Reviewing Paul Collier’s The Bottom Billion, William Easterly writes,
Collier comes perilously close to another statistical fallacy known as selection bias. He chose the countries that belong to his Bottom Billion on the basis of their poverty today, and then points out that they also have had very poor growth during the preceding four decades–as has been the case, for example, with Angola, Haiti, Liberia, Sierra Leone, Somalia, and Zaire/ Congo. The implication is that the poorest nations will in the future continue to have very low economic growth.

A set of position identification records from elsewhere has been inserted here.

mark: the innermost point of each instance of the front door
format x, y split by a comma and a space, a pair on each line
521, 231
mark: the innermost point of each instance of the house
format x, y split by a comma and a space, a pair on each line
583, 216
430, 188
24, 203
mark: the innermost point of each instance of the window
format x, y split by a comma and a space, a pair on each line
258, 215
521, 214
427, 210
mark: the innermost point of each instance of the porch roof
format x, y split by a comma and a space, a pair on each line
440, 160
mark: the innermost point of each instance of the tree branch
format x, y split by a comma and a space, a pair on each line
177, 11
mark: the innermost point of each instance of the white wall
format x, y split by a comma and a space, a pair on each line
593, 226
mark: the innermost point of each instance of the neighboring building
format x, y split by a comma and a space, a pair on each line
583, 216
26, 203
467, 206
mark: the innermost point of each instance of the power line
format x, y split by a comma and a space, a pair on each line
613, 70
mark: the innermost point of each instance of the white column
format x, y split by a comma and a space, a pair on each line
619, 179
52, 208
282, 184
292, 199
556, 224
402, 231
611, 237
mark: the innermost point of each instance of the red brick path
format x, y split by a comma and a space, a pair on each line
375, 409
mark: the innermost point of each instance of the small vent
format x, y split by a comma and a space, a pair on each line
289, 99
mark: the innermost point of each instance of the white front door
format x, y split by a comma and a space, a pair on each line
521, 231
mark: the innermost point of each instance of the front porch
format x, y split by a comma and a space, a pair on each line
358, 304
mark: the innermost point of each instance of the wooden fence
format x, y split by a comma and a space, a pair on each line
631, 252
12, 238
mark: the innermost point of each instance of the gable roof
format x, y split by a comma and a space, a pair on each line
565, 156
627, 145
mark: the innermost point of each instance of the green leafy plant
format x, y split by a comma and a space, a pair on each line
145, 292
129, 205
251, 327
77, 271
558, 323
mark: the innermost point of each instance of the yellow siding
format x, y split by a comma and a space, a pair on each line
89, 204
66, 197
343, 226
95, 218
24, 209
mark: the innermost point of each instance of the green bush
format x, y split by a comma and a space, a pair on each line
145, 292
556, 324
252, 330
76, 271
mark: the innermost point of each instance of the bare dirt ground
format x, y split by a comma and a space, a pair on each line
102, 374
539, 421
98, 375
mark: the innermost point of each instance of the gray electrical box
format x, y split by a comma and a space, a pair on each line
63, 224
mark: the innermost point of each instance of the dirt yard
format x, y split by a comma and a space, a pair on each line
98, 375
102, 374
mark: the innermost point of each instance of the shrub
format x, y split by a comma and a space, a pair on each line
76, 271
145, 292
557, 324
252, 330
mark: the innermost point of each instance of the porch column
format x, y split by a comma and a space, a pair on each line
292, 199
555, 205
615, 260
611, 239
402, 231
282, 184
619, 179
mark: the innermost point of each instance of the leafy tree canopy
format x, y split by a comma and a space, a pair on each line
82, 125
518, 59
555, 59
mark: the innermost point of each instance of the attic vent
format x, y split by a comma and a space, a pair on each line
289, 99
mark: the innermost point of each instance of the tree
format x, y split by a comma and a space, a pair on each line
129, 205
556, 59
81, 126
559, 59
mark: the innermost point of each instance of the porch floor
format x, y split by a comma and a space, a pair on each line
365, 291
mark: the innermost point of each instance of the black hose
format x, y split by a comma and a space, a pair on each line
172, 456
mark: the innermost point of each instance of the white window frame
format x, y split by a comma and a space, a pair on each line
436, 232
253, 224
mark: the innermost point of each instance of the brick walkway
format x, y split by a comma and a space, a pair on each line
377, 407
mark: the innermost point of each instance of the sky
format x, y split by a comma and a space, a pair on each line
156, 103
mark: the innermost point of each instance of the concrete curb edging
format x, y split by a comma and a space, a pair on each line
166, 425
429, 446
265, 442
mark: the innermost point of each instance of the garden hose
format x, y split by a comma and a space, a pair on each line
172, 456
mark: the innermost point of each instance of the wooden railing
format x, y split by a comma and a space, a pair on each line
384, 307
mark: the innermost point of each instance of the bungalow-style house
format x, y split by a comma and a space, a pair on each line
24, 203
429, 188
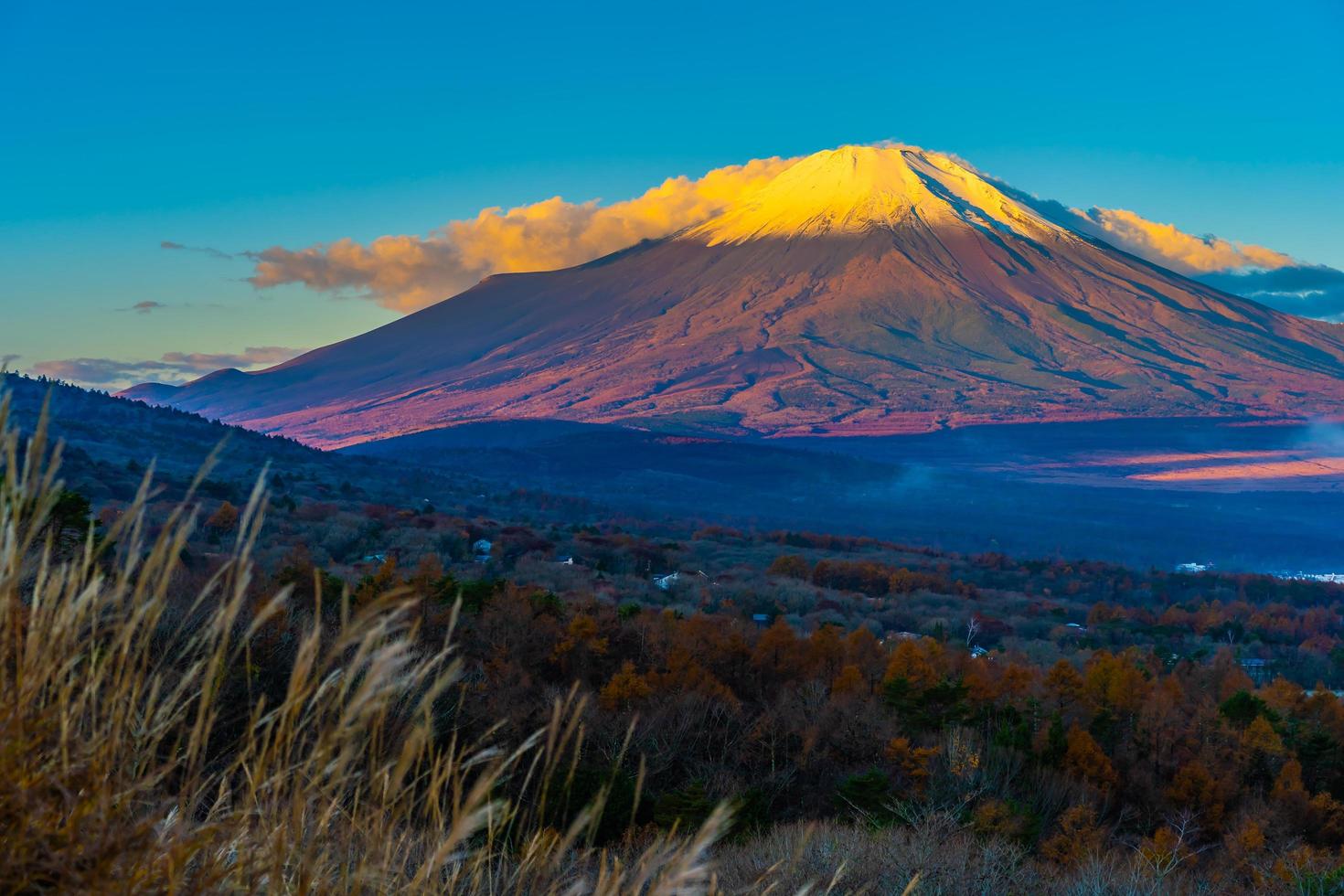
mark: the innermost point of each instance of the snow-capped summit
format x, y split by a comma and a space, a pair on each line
858, 188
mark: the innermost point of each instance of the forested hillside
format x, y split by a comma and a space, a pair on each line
1031, 724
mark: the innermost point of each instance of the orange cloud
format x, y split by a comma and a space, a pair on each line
408, 272
1171, 248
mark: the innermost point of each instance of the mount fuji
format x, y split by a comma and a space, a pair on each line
863, 291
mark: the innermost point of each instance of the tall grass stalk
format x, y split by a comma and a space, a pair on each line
123, 766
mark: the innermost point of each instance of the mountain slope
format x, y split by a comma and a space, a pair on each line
862, 291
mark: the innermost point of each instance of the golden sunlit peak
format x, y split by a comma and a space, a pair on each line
857, 188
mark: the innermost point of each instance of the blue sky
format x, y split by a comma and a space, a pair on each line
245, 126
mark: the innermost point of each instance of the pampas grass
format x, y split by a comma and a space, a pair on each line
128, 762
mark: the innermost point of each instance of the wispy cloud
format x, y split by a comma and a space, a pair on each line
408, 272
1171, 246
172, 367
203, 251
145, 308
1310, 291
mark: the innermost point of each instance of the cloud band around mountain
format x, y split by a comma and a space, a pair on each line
406, 272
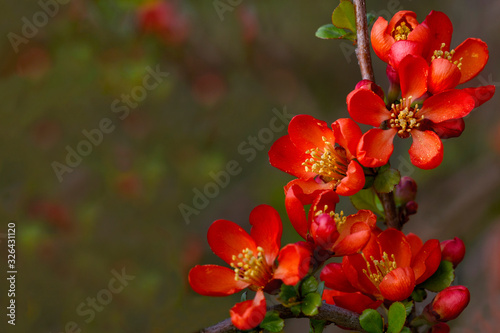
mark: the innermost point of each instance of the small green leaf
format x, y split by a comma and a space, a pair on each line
316, 326
272, 322
311, 303
329, 31
367, 199
309, 285
288, 295
396, 317
443, 277
371, 321
344, 16
386, 180
408, 305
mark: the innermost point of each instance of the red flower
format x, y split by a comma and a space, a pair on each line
309, 153
448, 304
389, 267
405, 120
252, 258
338, 234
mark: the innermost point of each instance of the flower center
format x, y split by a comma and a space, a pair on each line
401, 31
252, 268
404, 118
380, 268
448, 55
330, 162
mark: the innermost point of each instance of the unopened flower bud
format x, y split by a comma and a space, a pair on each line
406, 190
453, 250
324, 230
370, 85
439, 328
448, 304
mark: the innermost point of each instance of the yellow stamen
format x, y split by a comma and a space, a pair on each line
404, 118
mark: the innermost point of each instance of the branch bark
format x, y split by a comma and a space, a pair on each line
330, 313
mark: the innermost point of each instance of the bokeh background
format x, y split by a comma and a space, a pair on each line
233, 66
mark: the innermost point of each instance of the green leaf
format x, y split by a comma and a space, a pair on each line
329, 31
371, 321
367, 199
288, 295
396, 317
443, 277
344, 16
408, 305
309, 285
316, 326
272, 322
311, 303
386, 180
418, 294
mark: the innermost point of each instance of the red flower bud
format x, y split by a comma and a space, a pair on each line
453, 250
406, 190
440, 328
448, 304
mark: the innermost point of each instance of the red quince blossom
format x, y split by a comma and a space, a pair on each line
309, 152
388, 268
406, 119
323, 228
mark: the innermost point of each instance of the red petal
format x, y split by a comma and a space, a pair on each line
293, 263
213, 280
415, 243
366, 107
335, 278
352, 240
347, 133
426, 151
413, 71
480, 94
354, 180
307, 132
286, 157
447, 105
375, 147
381, 41
443, 76
266, 230
402, 49
393, 241
475, 56
226, 239
398, 284
249, 314
355, 302
427, 260
449, 129
296, 212
440, 29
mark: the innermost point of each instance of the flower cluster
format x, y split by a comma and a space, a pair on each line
378, 267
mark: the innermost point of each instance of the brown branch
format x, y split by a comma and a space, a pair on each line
363, 43
330, 313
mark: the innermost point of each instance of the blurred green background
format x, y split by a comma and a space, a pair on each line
233, 66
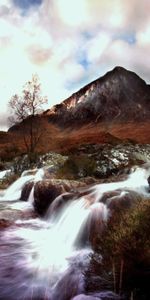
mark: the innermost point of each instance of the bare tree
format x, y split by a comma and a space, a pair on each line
25, 109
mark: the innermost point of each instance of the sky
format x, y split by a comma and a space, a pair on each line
69, 43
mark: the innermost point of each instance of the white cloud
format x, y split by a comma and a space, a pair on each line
66, 42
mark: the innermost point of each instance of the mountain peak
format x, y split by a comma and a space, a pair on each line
120, 96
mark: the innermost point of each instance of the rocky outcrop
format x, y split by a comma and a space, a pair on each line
118, 96
46, 191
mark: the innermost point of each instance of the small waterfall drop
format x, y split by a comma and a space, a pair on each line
44, 255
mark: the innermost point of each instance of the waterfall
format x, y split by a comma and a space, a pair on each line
45, 257
4, 173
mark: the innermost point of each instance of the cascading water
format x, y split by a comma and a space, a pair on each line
41, 259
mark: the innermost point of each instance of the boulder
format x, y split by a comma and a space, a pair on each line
26, 191
46, 191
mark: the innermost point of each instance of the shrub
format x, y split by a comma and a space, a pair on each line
125, 248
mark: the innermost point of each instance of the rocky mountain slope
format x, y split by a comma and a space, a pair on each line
111, 109
118, 96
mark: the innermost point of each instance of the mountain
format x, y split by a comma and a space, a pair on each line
118, 96
112, 108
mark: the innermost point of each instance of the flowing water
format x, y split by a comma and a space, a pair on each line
41, 258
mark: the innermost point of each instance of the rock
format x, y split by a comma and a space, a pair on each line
5, 223
47, 190
26, 191
84, 297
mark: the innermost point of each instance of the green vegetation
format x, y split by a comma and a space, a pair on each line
125, 248
25, 108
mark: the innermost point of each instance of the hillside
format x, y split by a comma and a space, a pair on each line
113, 108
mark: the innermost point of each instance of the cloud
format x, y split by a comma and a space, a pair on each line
69, 43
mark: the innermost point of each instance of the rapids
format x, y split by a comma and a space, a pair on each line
42, 258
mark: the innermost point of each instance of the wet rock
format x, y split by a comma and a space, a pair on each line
84, 297
123, 201
5, 223
26, 191
47, 190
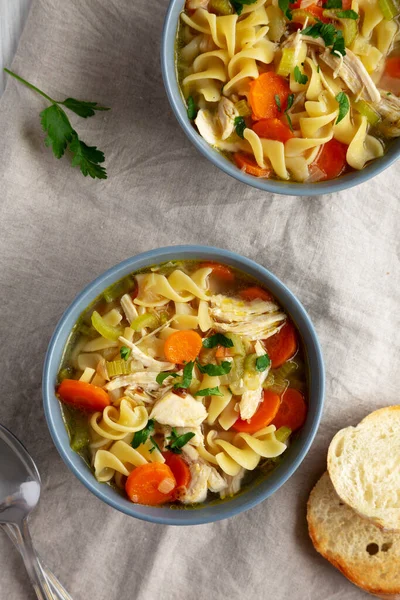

But there is actually no evidence that the Bottom Billion at the beginning of a forty-year period will have worse economic growth over the subsequent forty years than rich nations. What Collier did was select which countries are poor at the end of the period, so of course they will also be the ones that previously have had a long string of very low growth rates–if they had previously had high economic growth, then they wouldn’t be poor at the end.
Easterly spends much of his review expressing skepticism about the use of outside military intervention to relieve severe cases of poverty caused by civil war. I should emphasize that while Collier does make some recommendations along these lines, they do not constitute the core of his book. Read the entire review, but also read the entire book.
Thanks to Mark Thoma for tracking down the ungated version of Easterly’s review.
READER COMMENTS
Mr. Econotarian
Nov 17 2008 at 7:55pm
Unfortunately, the causes of extreme poverty is typically cultural – a culture that does not respect private property or the freedom of individuals to engage in commerce.
Other things (like lack of governance institutions to secure private property, corruption, violence) come from that cultural basis. These secondary effects also cause poverty, but they are results of culture.
Unfortunately, there is little good evidence on how to achieve reliable cultural change in a culture that doesn’t want to change.